Covering how underdog InsideClimate won a Pultizer Prize, US News reported that the website looks for “gaps” in the media:
Publications like InsideClimate focus on the “gaps” - a term used by both [publisher David] Sassoon and [Pew's Project for Excellence in Journalism associate director] Jurkowitz - created by the massive staff cuts at newspapers across the country, be it geographical or in niche topics like climate change.

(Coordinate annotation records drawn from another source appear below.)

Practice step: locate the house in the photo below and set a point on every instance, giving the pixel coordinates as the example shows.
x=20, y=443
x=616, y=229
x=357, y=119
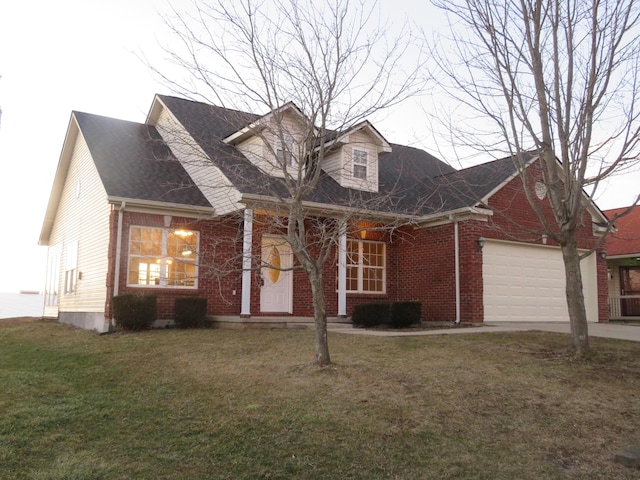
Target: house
x=178, y=206
x=623, y=263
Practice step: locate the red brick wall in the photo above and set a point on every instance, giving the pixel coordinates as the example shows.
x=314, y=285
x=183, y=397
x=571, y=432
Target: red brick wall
x=420, y=263
x=515, y=220
x=220, y=241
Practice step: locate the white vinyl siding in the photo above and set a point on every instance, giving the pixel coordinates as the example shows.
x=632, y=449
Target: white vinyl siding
x=213, y=184
x=348, y=169
x=71, y=268
x=83, y=220
x=525, y=282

“They're not trying to replicate what the daily news publications do,” says Jurkowitz. Instead by picking a specialty, even staffs as small as theirs can dig into the deep reporting that daily newspapers are doing less and less of.
“We think old-fashioned, shoe leather investigative reporting is the life blood of our democracy. We want to keep that alive,” says Sassoon.
Mainstream media outlets should look hard at these gaps to examine why, for instance, The Wall Street Journal has not won a Pulitzer for news reporting since Rupert Mudoch took over in 2007. InsideClimate's Pulitzer hints at some of the culprits: a press corps with dwindling environmental reporters, a short attention span, and a propensity for stenography over investigative reporting.